CONCORD — To all the people who have received their first dose of the COVID-19 vaccine and are waiting to get their second dose, the state has a message: keep an eye on your email.

Perry Plummer, part of the command team for the state’s vaccine rollout, acknowledged the issue of people who received their first dose of the vaccine but haven’t been able to book a second appointment within a timely manner. Those who were given the Pfizer vaccine should get a booster shot three weeks after their first shot, while the Moderna booster should be administered four weeks after the first.

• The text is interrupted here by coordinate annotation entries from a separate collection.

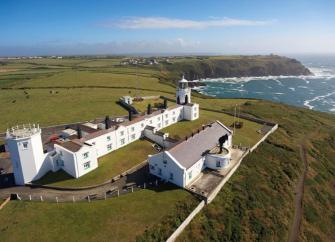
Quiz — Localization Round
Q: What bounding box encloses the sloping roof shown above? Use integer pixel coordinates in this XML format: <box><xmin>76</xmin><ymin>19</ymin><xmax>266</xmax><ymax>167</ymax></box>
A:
<box><xmin>78</xmin><ymin>124</ymin><xmax>97</xmax><ymax>134</ymax></box>
<box><xmin>167</xmin><ymin>122</ymin><xmax>230</xmax><ymax>169</ymax></box>
<box><xmin>82</xmin><ymin>126</ymin><xmax>117</xmax><ymax>141</ymax></box>
<box><xmin>57</xmin><ymin>140</ymin><xmax>84</xmax><ymax>152</ymax></box>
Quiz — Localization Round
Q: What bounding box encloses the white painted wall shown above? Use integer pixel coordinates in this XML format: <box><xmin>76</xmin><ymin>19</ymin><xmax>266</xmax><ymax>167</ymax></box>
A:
<box><xmin>185</xmin><ymin>157</ymin><xmax>205</xmax><ymax>186</ymax></box>
<box><xmin>6</xmin><ymin>130</ymin><xmax>50</xmax><ymax>185</ymax></box>
<box><xmin>184</xmin><ymin>103</ymin><xmax>199</xmax><ymax>121</ymax></box>
<box><xmin>205</xmin><ymin>153</ymin><xmax>231</xmax><ymax>170</ymax></box>
<box><xmin>148</xmin><ymin>151</ymin><xmax>185</xmax><ymax>187</ymax></box>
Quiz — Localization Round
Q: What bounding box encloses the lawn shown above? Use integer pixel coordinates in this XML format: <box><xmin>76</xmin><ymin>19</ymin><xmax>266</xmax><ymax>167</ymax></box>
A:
<box><xmin>34</xmin><ymin>140</ymin><xmax>155</xmax><ymax>187</ymax></box>
<box><xmin>162</xmin><ymin>110</ymin><xmax>262</xmax><ymax>146</ymax></box>
<box><xmin>0</xmin><ymin>185</ymin><xmax>196</xmax><ymax>242</ymax></box>
<box><xmin>0</xmin><ymin>88</ymin><xmax>173</xmax><ymax>132</ymax></box>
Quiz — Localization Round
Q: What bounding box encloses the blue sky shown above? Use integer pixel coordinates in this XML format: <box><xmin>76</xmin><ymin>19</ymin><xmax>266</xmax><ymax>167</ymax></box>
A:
<box><xmin>0</xmin><ymin>0</ymin><xmax>335</xmax><ymax>56</ymax></box>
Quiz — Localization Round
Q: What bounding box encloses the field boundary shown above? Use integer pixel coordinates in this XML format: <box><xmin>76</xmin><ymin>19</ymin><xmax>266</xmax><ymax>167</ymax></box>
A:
<box><xmin>25</xmin><ymin>160</ymin><xmax>148</xmax><ymax>191</ymax></box>
<box><xmin>166</xmin><ymin>124</ymin><xmax>278</xmax><ymax>242</ymax></box>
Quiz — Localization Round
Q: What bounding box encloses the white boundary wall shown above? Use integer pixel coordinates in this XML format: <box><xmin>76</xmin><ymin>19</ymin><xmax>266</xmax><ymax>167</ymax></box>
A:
<box><xmin>166</xmin><ymin>124</ymin><xmax>278</xmax><ymax>242</ymax></box>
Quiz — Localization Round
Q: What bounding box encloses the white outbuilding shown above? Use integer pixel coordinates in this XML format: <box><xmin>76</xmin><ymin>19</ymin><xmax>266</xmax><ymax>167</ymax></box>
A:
<box><xmin>148</xmin><ymin>121</ymin><xmax>232</xmax><ymax>187</ymax></box>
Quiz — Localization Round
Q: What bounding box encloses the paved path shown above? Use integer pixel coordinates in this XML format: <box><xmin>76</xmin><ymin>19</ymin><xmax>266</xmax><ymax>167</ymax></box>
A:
<box><xmin>288</xmin><ymin>143</ymin><xmax>308</xmax><ymax>242</ymax></box>
<box><xmin>0</xmin><ymin>165</ymin><xmax>156</xmax><ymax>202</ymax></box>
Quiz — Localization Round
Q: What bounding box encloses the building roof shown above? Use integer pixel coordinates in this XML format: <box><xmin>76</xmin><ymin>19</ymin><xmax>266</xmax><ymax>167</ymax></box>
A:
<box><xmin>82</xmin><ymin>126</ymin><xmax>117</xmax><ymax>141</ymax></box>
<box><xmin>167</xmin><ymin>121</ymin><xmax>231</xmax><ymax>169</ymax></box>
<box><xmin>78</xmin><ymin>124</ymin><xmax>97</xmax><ymax>134</ymax></box>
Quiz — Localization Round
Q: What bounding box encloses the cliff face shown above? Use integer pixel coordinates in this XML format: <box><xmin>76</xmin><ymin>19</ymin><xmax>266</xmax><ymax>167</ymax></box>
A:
<box><xmin>166</xmin><ymin>55</ymin><xmax>312</xmax><ymax>80</ymax></box>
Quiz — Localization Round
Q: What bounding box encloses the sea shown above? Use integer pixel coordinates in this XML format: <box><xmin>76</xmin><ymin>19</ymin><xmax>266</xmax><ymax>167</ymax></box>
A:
<box><xmin>195</xmin><ymin>55</ymin><xmax>335</xmax><ymax>113</ymax></box>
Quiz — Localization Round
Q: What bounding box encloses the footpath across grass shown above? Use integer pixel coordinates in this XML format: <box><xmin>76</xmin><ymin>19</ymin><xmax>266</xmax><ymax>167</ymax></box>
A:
<box><xmin>0</xmin><ymin>184</ymin><xmax>197</xmax><ymax>242</ymax></box>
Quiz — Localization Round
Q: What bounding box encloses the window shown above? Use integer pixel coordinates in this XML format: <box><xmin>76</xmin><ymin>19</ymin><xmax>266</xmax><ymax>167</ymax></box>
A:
<box><xmin>84</xmin><ymin>161</ymin><xmax>91</xmax><ymax>170</ymax></box>
<box><xmin>22</xmin><ymin>142</ymin><xmax>28</xmax><ymax>149</ymax></box>
<box><xmin>188</xmin><ymin>171</ymin><xmax>192</xmax><ymax>180</ymax></box>
<box><xmin>170</xmin><ymin>172</ymin><xmax>173</xmax><ymax>180</ymax></box>
<box><xmin>56</xmin><ymin>159</ymin><xmax>64</xmax><ymax>166</ymax></box>
<box><xmin>83</xmin><ymin>152</ymin><xmax>88</xmax><ymax>159</ymax></box>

Plummer said the state has experienced a problem with people registering appointments in an incorrect portal, which has led to confusion and complications. That was what happened with a website that was intended for employees of health care institutions that private individuals were able to access, incorrectly, and book appointments, only to have those appointments canceled when it was discovered that they were not employees.

Plummer said if the state had made public a site for scheduling booster shots, it could have resulted in a “compounding problem” with thousands of people in Phase 1B, which opened last Friday, booking appointments meant for 1A people seeking their booster shots.

About 200,000 people in Phase 1B have already booked their first dose now, and Plummer said the state will be reaching out to 1A vaccine participants on Friday.

“We let this wave go through, then we are opening up a link for our second dose appointments,” he said.

People who have already had their first dose should expect to receive an email on Friday – or a phone call if they scheduled their first appointment over the phone – informing them of the process for booking their booster shot. They should expect to receive a subsequent email some time thereafter with a link to a site where they will be able to schedule an appointment.

“Rest assured, the second doses are there and they will be able to get in in a timely manner,” Plummer said. He said  people should be able to schedule their booster shot within a week or so of the timeline recommended by the vaccine manufacturers and the FDA.

Responding to an inquiry, a spokesperson from the FDA said that both mRNA COVID-19 vaccines are approximately 95% effective when both doses are administered in the proper doses and at the proper time.

“The FDA recognizes that getting as many people as possible across the country fully immunized will help to curtail the spread of the virus that causes COVID-19 and should be a priority. Modest delays in the administration of the second dose, if absolutely necessary, would not be expected to decrease the protection conferred by the 2nd dose and are preferable to not completing the 2-dose series,” the spokesperson said.

Plummer noted that 99% of the people who registered for vaccines so far have had a successful experience. “We’re working really hard on that one percent to fix their problems… Obviously, we’re committed to fixing every problem with every citizen until they’re all situated,” Plummer said. “If they’ve had their first dose and they don’t get an email in the next 48, they should call 2-1-1 and let them know.”